Managing money nowadays can mean managing what you put on your table and into your mouth. SInce many of the people who consult with me in my bankruptcy law offices around the state of Indiana are not yet prepared to file bankruptcy, but want to learn more about ways to manage their finances, it’s inevitable that we discuss the food budget, which takes such a large part of the money the earners brings home. Then, clients who have successfully filed bankruptcy with my help now need to carefully rebuild their finances, and, once again, food budgets become part of the conversation.

There’s a lot of talk about the price of gasoline, but food prices have also been rising at a very fast pace. Since, as a consumer bankruptcy specialist, I’m always studying up on economic factors and financial matters, I understand that weather disasters have some effect on food prices, but it’s not just that pushing up prices by an estimated 4 1/2% this year. Higher fuel prices make it cost more to get the food to the grocery stores. Demand for U.S. exports of food to other countries is rising rapidly as those other countries develop, and that pushes up prices. Ironically, the manufacture of ethanol (which is supposed to help lesson our dependence on foreign oil) takes corn, which means there’s less corn to use for actual food products. As I frequently remind readers of my bankruptcy blog, I am certainly no economist. I just work hard at staying on top of news about economic matters that can help me better advise my Indiana bankruptcy clients.

To put all this bad news about food prices in perspective, I remind myself (and you) that we in the U.S. still spend a much smaller percentage of our income on food than just about any other country in the world. Even with all this food price inflation we’ve been hearing so much about, we still spend under 8% of income on food. (In Europe, by contrast, people spend almost a quarter of their income on food, and in many countries it’s more like 40-70%. Having said that, the fact is food inflation is the worst it’s been for the past two decades.

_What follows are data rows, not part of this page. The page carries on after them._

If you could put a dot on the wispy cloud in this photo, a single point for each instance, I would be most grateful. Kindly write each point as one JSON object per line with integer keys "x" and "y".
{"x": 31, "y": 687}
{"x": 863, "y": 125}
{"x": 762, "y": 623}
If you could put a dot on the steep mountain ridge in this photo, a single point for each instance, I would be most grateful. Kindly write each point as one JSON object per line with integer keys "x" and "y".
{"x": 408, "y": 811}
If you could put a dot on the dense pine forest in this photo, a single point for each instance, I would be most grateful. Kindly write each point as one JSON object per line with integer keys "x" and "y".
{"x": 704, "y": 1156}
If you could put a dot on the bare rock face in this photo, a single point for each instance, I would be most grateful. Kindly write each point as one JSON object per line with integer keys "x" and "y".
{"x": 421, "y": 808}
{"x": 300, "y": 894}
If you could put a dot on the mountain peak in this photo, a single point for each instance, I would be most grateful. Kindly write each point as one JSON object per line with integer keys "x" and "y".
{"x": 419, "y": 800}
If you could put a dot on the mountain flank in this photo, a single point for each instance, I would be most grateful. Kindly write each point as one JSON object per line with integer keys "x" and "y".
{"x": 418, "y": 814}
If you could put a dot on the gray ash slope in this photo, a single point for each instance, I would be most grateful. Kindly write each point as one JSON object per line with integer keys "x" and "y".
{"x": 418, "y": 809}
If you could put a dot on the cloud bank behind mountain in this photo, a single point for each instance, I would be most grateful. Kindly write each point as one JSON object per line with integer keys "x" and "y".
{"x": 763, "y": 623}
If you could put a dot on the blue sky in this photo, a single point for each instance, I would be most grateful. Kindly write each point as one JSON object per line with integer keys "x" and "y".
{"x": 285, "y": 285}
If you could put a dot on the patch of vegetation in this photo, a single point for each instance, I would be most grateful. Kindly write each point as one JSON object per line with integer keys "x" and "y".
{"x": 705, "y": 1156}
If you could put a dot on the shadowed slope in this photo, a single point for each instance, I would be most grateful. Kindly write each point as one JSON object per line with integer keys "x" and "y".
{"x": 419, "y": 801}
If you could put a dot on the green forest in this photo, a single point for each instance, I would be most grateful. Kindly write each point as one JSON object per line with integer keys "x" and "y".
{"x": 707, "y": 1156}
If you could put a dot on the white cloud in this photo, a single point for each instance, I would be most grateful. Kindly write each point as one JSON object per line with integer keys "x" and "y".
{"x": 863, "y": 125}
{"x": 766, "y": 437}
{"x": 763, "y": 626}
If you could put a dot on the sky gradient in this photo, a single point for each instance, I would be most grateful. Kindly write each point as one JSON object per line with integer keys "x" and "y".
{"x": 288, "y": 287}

For people trying to stay financially afloat, managing the food budget is one important place to start. For all the reasons we’re mentioned here, eating out costs more. Workplace cafeteria eating costs more. Packing a lunch and avoiding “snack runs” to the corner coffee shop or fast food place start to sound like very smart pieces of advice. And, as Kathleen DeChiara, CEO of the Community Food Bank of New Jersey, adds, “You may want to add an extra cup of water to your soup.”